Purpose: We sought to investigate the safety and efficacy of gemcitabine, cisplatin, and lapatinib (GCL) as neoadjuvant therapy in patients with muscle-invasive bladder cancer (MIBC) planned for radical cystectomy.
Materials and methods: Four cycles of GCL were administered as neoadjuvant therapy for patients with MIBC. Although initially designed as a phase II efficacy study with a primary endpoint of pathologic complete response at the time of radical cystectomy, the dose selected for investigation proved excessively toxic. A total of six patients were enrolled.
Results: The initial four patients received gemcitabine 1,000 mg/m(2) intravenously on days 1 and 8 and cisplatin 70 mg/m(2) intravenously on day 1 of each 21-day treatment cycle. Lapatinib was administered as 1,000 mg orally daily starting one week prior to the initiation of cycle 1 of gemcitabine and cisplatin (GC) and continuing until the completion of cycle 4 of GC. These initial doses were poorly tolerated, and the final two enrolled patients received a reduced lapatinib dose of 750 mg orally daily. However, reduction of the lapatinib dose did not result in improved tolerance or drug-delivery, and the trial was terminated early due to excessive toxicity. Grade 3/4 toxicities included diarrhea (33%), nausea/vomiting (33%), and thrombocytopenia (33%).

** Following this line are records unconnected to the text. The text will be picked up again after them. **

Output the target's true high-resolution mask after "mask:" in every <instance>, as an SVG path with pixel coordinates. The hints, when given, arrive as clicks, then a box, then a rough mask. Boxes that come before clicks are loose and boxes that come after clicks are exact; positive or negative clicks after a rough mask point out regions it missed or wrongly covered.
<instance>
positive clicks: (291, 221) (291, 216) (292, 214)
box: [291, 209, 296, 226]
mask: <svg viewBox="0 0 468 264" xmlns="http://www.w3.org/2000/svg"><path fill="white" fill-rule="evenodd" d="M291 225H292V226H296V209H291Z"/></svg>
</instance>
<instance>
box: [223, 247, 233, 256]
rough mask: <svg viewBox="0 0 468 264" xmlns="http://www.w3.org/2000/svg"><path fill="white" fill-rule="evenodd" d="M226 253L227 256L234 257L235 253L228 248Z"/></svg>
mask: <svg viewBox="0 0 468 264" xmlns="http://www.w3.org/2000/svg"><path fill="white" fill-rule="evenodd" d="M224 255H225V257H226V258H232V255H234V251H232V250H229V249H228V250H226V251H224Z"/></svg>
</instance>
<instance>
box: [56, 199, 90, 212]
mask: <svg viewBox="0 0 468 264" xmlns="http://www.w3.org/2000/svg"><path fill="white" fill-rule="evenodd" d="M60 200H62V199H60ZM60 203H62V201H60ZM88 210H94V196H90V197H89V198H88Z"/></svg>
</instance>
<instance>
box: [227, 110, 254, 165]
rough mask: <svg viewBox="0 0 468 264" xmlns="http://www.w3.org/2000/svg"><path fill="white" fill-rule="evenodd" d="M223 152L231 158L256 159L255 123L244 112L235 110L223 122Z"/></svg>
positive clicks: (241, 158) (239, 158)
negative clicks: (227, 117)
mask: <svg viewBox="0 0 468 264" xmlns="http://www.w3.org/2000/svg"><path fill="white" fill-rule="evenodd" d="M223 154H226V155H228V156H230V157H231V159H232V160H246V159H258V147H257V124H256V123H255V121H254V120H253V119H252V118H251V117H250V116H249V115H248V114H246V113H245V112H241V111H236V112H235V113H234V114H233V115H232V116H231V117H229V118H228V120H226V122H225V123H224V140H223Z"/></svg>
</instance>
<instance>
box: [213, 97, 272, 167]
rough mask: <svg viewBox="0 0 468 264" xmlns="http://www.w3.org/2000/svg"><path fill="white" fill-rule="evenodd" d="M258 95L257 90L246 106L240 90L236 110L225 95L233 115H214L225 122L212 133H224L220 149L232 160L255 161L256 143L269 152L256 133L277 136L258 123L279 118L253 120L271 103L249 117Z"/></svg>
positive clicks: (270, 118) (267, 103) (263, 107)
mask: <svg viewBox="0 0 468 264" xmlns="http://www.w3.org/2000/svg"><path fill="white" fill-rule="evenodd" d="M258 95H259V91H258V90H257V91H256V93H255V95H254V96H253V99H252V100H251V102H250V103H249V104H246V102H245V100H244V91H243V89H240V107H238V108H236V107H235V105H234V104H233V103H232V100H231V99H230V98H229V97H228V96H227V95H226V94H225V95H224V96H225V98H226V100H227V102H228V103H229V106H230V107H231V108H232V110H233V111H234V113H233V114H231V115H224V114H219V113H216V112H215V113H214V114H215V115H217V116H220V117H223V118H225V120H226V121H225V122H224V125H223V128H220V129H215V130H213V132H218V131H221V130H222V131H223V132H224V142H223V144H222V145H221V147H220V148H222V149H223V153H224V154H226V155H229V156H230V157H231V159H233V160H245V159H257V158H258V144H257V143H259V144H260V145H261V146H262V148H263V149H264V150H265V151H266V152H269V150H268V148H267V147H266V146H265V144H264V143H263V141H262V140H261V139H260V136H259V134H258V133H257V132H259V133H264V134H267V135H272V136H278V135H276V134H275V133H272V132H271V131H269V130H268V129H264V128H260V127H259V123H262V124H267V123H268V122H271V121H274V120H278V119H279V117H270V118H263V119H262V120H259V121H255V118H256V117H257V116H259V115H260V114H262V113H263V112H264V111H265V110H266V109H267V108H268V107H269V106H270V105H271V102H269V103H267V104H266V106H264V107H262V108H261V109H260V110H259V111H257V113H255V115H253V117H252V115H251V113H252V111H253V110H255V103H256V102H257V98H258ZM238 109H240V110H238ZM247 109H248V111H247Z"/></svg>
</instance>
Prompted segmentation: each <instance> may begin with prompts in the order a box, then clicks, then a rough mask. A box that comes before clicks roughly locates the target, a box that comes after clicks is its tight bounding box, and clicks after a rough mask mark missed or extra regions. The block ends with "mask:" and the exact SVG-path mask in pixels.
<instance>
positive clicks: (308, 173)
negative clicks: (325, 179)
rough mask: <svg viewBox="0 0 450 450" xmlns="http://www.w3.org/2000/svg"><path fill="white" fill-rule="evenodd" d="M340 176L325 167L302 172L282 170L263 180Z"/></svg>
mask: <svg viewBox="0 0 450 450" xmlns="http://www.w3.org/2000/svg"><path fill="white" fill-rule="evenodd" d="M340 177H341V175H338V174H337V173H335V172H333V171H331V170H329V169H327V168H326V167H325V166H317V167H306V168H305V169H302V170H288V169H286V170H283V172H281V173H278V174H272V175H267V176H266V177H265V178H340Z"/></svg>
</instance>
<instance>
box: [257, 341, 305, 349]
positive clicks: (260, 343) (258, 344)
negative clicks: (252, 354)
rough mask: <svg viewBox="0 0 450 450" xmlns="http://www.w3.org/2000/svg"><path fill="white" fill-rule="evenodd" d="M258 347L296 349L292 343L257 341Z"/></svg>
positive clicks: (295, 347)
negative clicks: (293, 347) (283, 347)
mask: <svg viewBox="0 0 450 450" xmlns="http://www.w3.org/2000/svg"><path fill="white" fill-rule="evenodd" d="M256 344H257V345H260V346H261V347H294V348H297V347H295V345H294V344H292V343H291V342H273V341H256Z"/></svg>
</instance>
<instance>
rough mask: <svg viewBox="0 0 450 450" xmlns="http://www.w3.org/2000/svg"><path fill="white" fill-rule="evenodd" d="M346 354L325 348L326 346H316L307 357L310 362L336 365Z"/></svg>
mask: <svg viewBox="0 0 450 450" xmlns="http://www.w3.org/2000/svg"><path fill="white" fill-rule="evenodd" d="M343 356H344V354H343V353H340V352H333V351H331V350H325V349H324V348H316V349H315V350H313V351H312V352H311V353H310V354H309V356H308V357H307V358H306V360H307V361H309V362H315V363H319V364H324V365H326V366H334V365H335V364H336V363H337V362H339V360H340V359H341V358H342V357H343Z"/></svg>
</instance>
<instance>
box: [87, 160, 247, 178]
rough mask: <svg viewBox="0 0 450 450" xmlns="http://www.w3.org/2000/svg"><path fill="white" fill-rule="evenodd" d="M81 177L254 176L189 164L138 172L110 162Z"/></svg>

Conclusion: The addition of lapatinib to GC as neoadjuvant therapy for MIBC was limited by excessive treatment-related toxicity. These findings highlight the importance of thorough dose-escalation investigation of combination therapies prior to evaluation in the neoadjuvant setting, as well as the limitations of determination of maximum tolerated dose for novel targeted combination regimens.
Keywords: Cystectomy; Drug therapy; Epidermal growth factor receptor; Molecular targeted therapy; Urothelial carcinoma.